Wednesday, December 21, 2011

POLLSTERS & BONE RATTLING.

Pollsters have gone amok, with changes in poll numbers sliding up and down faster than the pistons in a racing car. Not even engineers at Indy or NASCAR auto racing want their cars to go that crazy fast.

However, it is happening right now with pollsters even matching the candidates running in the Republican Party nomination race for president against the one presently occupying the White House, President Barack Obama.

What makes the polls most interesting is that, generally, nobody has taken part in them or nobody knows anyone who has, but the pollsters claim that there are people, who will and who have answered their questionnaires, and therefore the figures they come out with are likely to be believable.

According to an article in Politico.com today, out of over 300 million people living in the United States, only 1,005 adults have been surveyed in a recent Post-ABC poll, and that makes it, on the average, of 0.0003 percent of the country's population.

That makes the result or the outcome to be somewhat miniscule or infinitesimal to be seriously considered as being representative of what the people are thinking at any given time.

Some of the polls do not even care to add the "margin of sampling error" in their final statistics, because they do not really know what that means.
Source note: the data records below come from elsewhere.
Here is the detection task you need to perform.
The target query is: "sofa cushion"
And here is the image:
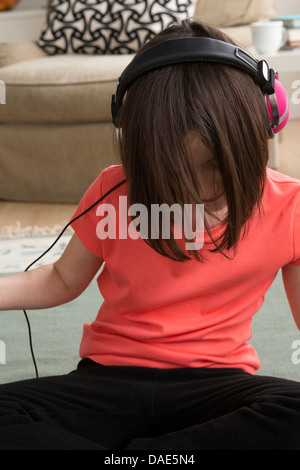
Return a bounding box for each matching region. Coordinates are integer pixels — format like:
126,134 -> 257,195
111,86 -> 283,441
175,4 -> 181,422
0,53 -> 133,124
38,0 -> 197,55
194,0 -> 276,27
220,25 -> 253,48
Yet, the pollster companies will be zealous to throw those numbers out, knowing that they will be acceptable by a combined viewing and reading public, which does not comprehend what is going on around it or which will just take things for granted.
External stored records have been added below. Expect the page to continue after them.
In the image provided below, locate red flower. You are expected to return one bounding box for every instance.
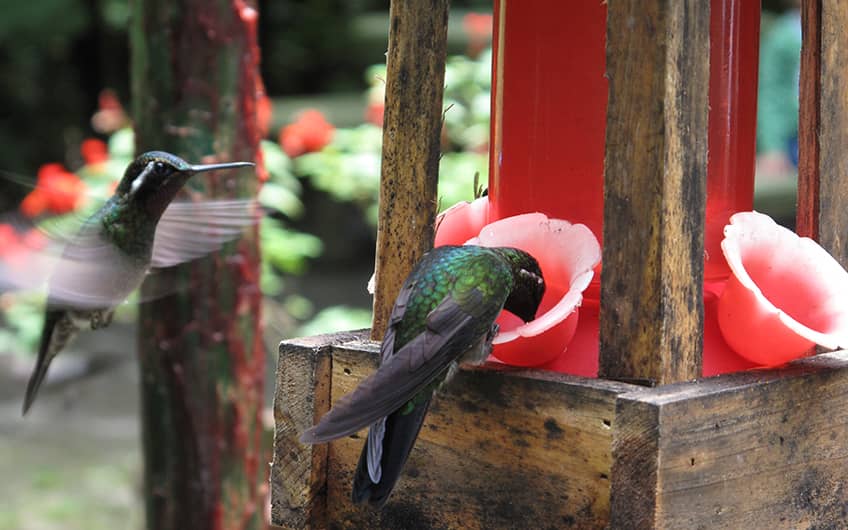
[462,13,493,58]
[0,224,43,268]
[81,138,109,166]
[19,164,86,217]
[364,101,385,127]
[278,109,334,157]
[91,89,129,134]
[19,190,48,218]
[0,224,18,255]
The percentage of 0.0003 must tell one that "abracadabra" is even better, and to make that worse, the Politico article goes on to say that, "They toss numbers around the way astragalomancers once tossed bones to foretell events to come. (The name comes from the Greek astragalos, meaning “knucklebone.” But you knew that.)"

Many have never seen that word, astragalomancers, before; but they know what it means now, because they will be picking up the newspaper this morning or go to a website, and there it is.

Even one can take the trouble to be a pollster for just a day and ask people what that word stands for and they will shake their heads and say they have never come across it in their lives; however, they can tell you what the pollsters are telling them now; yet, the two actions are almost the same, except that one is bone rattling and the other is gumption manipulation.

The travail of it all is that people believe these polls to be factual and they will allow them to influence their decisions; but the question is, must that be the case?

This blog has written about the topic before, once or twice, that it will behove the pollsters to conduct, at least one or two surveys in the open, like in the newspapers, with names and answers of the interviewees. Or on television (and not the one on a very particular channel, which has a well known specific agenda), only this time, by ordinary men and women from the public domain and who are not part of the pollster industry.

That can be practiced weekly, on Saturday, when people are at home; but not on Sunday, because they will be in church.

The pollsters will choose a person at random, give him or her a camera crew to go through a neighborhood asking questions that have been prepared for him or her.

The telephone calls are alright, but they do not clarify the situation as they are held in private or even in secrecy. They are almost like the astragalomancer sessions. However, ordinary folks asking the questions in plain view of their peers will be a better idea.

Many are hoping the industry will take that up, and when they do, their numbers will then be verifiable by the public at large.

Bone rattling has been over for years and it is not supposed to come back, even in its modern form.